Pour donner une légère idée de la manière dont il accomplissait cette opération, M Bailey se mit à imiter les mouvements d’un cheval lancé au grand trot, et il cabrait si haut sa tête en reculant contre une pompe, qu’il fit tomber son chapeau.

« Eh bien ! dit Bailey, ce cheval, c’est l’oncle de Capricorne et le frère de Chou-Fleur. Depuis que nous l’avons, il a passé à travers les vitres de deux boutiques de marchands de chandelles, et on l’avait vendu parce qu’il avait tué sa bourgeoise. C’est ça un cheval, j’espère !

– Ah ! vous ne m’achèterez plus jamais de linottes, dit Poll en regardant son jeune ami d’un air mélancolique. Vous n’aurez plus besoin d’acheter des linottes pour les suspendre au-dessus de l’évier !
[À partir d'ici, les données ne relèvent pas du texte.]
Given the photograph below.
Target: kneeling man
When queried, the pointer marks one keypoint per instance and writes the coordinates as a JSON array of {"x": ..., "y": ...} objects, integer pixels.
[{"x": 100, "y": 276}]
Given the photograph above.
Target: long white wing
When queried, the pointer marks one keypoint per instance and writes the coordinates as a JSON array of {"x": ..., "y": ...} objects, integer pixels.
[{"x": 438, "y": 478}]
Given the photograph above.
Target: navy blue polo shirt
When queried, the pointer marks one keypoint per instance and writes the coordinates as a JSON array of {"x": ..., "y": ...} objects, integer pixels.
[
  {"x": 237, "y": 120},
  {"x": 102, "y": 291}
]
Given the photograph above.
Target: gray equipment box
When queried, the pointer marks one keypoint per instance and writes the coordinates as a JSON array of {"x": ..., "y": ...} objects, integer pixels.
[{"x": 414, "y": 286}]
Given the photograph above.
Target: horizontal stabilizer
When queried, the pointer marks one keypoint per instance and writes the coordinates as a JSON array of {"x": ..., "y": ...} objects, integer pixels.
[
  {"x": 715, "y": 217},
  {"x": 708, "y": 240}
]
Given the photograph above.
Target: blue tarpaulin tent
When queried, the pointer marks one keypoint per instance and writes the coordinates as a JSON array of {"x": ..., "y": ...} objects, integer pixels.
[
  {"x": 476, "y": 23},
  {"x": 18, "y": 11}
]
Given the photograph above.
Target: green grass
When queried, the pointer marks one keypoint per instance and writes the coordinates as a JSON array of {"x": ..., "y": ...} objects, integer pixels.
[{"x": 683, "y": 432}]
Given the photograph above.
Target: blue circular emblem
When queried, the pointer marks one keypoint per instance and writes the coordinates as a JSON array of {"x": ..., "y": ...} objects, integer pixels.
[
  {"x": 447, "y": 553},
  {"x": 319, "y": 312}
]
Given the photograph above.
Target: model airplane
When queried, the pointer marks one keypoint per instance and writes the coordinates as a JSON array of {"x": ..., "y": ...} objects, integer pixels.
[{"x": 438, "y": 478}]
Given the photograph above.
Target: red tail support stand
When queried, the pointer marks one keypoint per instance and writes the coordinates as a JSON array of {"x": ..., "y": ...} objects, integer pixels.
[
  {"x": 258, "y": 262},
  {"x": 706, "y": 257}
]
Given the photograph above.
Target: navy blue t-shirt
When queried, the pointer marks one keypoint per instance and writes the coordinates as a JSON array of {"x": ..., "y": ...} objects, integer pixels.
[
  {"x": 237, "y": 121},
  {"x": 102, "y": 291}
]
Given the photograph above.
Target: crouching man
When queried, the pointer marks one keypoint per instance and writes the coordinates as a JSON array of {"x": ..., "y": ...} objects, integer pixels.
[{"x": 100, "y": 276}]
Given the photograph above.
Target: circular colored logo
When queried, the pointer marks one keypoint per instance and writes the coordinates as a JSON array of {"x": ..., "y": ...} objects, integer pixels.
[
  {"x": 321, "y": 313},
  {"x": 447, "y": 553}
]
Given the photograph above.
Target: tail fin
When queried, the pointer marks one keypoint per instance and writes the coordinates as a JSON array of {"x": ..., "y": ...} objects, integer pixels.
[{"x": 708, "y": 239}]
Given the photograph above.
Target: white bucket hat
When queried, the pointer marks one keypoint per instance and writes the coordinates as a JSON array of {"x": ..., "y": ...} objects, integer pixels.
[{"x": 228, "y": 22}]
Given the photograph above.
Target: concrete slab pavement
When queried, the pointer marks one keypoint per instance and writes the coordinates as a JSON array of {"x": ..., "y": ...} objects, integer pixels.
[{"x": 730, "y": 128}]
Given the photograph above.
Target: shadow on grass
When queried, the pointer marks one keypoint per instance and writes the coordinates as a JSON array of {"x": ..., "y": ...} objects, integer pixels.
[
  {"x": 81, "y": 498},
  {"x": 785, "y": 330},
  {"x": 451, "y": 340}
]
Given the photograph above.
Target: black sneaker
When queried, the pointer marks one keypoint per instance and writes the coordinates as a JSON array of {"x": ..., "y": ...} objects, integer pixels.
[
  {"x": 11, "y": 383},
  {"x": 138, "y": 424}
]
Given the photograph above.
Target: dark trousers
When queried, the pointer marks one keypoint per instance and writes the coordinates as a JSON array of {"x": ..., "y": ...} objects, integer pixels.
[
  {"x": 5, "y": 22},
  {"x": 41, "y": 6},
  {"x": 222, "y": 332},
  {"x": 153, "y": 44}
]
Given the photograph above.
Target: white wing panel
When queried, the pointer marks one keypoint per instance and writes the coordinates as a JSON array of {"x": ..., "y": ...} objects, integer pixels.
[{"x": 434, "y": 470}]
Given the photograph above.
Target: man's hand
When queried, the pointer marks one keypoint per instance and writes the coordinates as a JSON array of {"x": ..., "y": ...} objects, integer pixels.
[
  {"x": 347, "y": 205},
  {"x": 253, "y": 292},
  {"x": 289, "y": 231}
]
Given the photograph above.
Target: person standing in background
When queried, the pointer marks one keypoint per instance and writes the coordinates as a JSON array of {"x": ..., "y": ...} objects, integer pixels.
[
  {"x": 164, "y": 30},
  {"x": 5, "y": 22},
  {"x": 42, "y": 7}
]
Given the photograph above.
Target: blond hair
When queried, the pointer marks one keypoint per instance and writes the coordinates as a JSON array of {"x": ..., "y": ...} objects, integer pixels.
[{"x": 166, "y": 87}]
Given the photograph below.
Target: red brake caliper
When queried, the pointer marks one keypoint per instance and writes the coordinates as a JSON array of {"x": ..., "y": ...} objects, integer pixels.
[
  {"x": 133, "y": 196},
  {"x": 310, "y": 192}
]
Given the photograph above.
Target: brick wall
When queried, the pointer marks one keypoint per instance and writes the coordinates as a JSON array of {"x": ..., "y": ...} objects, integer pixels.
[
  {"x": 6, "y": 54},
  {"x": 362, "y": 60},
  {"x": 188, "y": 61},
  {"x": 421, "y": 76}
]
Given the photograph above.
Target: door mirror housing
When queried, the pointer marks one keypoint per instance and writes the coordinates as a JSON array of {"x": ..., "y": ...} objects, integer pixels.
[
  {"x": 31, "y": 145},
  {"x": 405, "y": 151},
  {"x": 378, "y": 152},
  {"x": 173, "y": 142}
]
– Je ne pense pas, répliqua Bailey. J’ai mieux que ça. Je ne veux plus avoir affaire à aucun oiseau au-dessous d’un paon, et encore c’est trop commun. Eh bien ! comment allez-vous ?
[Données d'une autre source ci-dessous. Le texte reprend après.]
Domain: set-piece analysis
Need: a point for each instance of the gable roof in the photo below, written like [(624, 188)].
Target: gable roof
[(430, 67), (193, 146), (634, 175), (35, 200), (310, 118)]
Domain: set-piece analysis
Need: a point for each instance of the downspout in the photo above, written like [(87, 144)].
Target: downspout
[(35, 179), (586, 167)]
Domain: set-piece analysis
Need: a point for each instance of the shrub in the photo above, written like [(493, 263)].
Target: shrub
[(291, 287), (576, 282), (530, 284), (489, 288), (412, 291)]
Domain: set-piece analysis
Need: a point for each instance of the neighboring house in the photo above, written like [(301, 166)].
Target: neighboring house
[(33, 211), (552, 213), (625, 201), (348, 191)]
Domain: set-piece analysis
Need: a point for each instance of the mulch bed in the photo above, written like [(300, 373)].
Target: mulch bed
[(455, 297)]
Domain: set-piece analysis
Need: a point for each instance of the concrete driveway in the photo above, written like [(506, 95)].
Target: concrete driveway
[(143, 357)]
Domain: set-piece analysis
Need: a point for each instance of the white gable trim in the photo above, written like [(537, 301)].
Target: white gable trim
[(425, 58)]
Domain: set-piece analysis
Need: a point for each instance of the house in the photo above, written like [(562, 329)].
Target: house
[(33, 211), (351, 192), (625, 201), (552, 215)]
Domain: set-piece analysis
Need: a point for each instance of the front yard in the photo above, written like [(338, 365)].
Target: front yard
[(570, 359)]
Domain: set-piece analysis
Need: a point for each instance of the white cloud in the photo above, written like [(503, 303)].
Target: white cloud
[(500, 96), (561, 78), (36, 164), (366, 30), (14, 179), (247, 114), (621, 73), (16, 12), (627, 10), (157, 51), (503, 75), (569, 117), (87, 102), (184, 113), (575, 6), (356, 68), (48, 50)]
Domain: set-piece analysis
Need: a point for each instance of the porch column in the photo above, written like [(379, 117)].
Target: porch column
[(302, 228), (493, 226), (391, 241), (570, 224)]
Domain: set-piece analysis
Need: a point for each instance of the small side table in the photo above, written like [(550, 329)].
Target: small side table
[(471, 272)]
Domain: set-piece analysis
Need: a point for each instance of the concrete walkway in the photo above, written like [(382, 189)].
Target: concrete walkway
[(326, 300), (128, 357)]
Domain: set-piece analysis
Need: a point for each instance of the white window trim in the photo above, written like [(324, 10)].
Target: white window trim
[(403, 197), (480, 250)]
– Oh ! parfaitement, » dit Poll.

Il fit la même réponse que la première fois, parce que M. Bailey lui avait fait la même question, et M. Bailey lui avait répété sa question, parce que c’était une occasion d’écarter les jambes, de plier le genou, de faire sonner ses bottes à revers, enfin de développer ses grâces cavalières, et de prendre une pose d’écuyer d’hippodrome.
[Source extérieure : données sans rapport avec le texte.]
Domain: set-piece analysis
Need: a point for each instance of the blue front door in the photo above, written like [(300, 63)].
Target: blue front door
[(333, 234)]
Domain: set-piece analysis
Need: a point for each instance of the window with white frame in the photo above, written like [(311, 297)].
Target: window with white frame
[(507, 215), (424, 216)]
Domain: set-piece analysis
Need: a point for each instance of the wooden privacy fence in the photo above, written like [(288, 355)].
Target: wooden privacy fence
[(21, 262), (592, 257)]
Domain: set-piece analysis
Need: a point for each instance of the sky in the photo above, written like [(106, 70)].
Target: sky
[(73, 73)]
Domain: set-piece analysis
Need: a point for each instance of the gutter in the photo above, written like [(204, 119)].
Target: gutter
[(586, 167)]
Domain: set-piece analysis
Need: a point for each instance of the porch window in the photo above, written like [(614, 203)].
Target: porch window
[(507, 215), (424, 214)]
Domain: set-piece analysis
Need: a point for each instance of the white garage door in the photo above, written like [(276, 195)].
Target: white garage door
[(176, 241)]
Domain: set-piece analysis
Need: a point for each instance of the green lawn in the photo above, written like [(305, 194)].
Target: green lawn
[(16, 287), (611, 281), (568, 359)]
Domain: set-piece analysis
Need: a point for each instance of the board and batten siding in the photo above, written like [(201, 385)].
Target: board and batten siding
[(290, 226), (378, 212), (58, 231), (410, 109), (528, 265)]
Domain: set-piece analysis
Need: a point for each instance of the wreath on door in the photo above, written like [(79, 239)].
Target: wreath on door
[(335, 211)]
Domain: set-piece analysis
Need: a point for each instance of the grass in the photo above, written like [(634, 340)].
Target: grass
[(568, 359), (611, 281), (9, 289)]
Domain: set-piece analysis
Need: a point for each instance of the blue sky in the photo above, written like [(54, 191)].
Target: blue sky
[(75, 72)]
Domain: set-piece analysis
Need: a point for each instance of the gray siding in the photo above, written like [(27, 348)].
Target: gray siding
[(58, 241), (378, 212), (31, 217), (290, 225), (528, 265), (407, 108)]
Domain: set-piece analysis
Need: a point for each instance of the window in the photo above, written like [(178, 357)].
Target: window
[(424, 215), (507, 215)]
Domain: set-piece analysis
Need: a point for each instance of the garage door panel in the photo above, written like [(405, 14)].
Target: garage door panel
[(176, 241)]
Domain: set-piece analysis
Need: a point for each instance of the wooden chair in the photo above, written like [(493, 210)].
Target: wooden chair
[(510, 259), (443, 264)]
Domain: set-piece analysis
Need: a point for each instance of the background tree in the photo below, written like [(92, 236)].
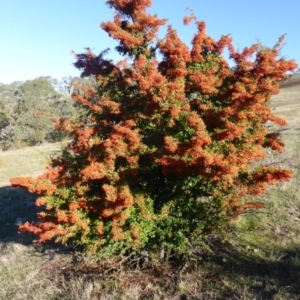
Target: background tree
[(165, 154)]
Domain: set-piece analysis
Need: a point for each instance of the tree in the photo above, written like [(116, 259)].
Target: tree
[(165, 154)]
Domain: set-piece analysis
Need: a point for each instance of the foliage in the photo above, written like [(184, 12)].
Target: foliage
[(28, 110), (165, 154)]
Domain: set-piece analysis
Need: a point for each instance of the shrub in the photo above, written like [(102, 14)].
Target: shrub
[(165, 154)]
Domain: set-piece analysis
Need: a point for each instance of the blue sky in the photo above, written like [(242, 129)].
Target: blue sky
[(37, 36)]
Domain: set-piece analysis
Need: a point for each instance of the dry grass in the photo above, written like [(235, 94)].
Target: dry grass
[(260, 260)]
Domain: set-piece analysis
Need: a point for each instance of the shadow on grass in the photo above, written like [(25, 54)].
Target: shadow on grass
[(17, 206), (239, 274), (234, 273)]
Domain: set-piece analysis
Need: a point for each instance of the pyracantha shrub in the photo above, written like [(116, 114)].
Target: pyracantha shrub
[(165, 152)]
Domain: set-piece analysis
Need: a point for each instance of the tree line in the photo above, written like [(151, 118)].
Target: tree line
[(28, 110)]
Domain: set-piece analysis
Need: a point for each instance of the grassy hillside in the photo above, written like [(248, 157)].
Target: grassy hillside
[(260, 259)]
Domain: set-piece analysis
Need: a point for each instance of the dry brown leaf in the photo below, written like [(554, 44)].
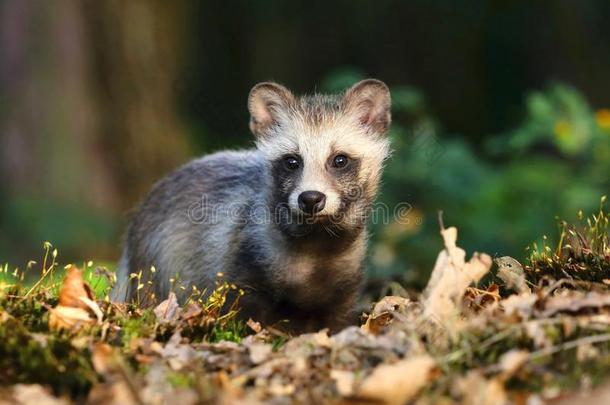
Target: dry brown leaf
[(168, 310), (73, 289), (384, 312), (255, 326), (259, 352), (475, 389), (62, 317), (399, 382), (103, 358), (344, 381), (451, 277), (76, 304), (34, 394)]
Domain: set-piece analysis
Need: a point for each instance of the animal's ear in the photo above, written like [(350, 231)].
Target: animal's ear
[(266, 102), (370, 100)]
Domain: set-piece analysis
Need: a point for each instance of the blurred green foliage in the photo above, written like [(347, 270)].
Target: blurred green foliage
[(501, 194)]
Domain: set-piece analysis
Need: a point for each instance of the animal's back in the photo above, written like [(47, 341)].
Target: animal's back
[(187, 222)]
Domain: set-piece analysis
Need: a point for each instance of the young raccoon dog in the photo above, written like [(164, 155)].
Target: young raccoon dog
[(286, 222)]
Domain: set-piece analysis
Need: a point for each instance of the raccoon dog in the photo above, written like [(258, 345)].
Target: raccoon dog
[(286, 221)]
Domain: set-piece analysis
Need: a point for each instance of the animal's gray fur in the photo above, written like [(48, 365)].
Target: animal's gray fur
[(216, 215)]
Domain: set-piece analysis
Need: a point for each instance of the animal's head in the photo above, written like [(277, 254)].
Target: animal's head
[(326, 153)]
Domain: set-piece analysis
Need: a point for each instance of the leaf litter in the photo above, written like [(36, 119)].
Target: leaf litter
[(522, 333)]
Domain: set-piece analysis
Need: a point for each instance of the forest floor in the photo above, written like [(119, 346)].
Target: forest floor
[(484, 331)]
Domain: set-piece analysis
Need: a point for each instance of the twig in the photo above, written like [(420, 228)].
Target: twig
[(570, 345)]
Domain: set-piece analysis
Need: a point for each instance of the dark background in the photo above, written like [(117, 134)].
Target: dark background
[(499, 110)]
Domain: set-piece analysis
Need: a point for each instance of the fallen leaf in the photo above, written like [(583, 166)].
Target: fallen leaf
[(451, 277), (344, 381), (76, 304), (168, 310), (62, 317), (259, 352), (255, 326), (35, 394), (73, 289), (399, 382), (103, 358)]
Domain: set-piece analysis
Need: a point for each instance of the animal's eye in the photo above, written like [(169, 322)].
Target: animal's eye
[(291, 163), (340, 161)]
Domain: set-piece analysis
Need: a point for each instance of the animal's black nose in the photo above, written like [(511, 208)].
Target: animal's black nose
[(311, 201)]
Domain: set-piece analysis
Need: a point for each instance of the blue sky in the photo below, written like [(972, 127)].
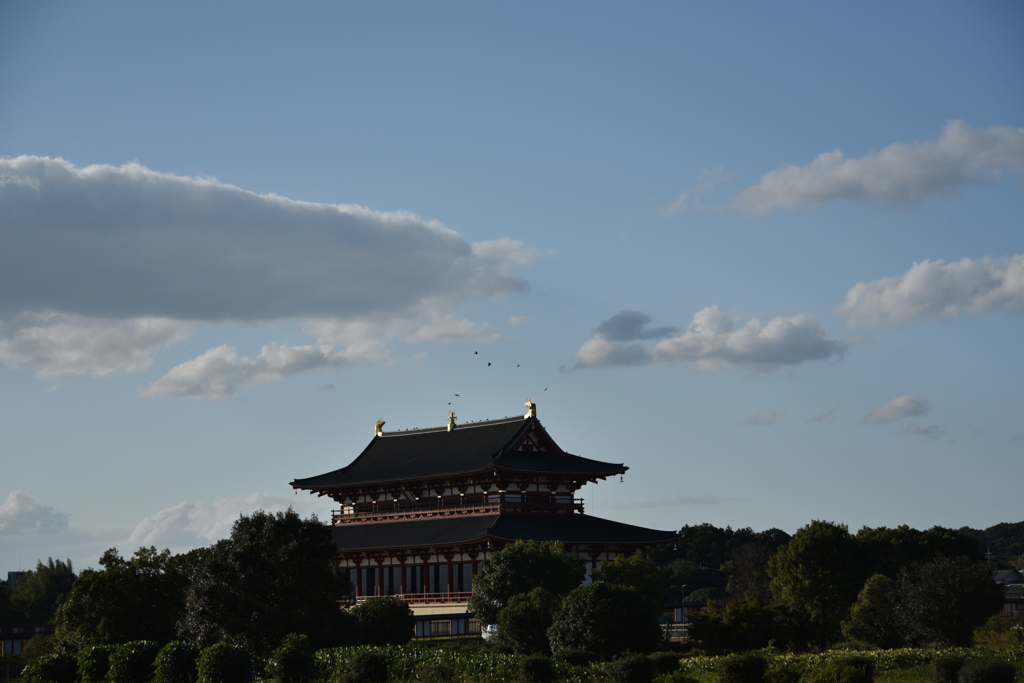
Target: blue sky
[(769, 256)]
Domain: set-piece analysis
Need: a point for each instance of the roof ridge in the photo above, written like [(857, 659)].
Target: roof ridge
[(459, 426)]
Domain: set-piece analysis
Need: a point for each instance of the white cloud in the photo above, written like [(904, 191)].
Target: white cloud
[(195, 524), (68, 346), (219, 372), (932, 431), (765, 418), (22, 514), (899, 174), (711, 342), (897, 409), (102, 265), (932, 289)]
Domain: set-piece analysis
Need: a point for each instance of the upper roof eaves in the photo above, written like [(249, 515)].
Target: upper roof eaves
[(425, 454)]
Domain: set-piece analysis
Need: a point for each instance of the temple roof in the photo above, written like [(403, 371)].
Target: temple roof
[(418, 455), (569, 528)]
« Et où allez-vous comme ça, mon vieux ? demanda le petit roué avec la même effronterie, car Bailey était le personnage important de la conversation, tandis que le gentil barbier n’était là que comme un enfant.

– Je vais de ce pas chercher ma locataire pour la ramener à la maison, dit Paul.

– Une femme ! s’écria M. Bailey. Je savais bien ! Je l’aurais parié vingt livres sterling. »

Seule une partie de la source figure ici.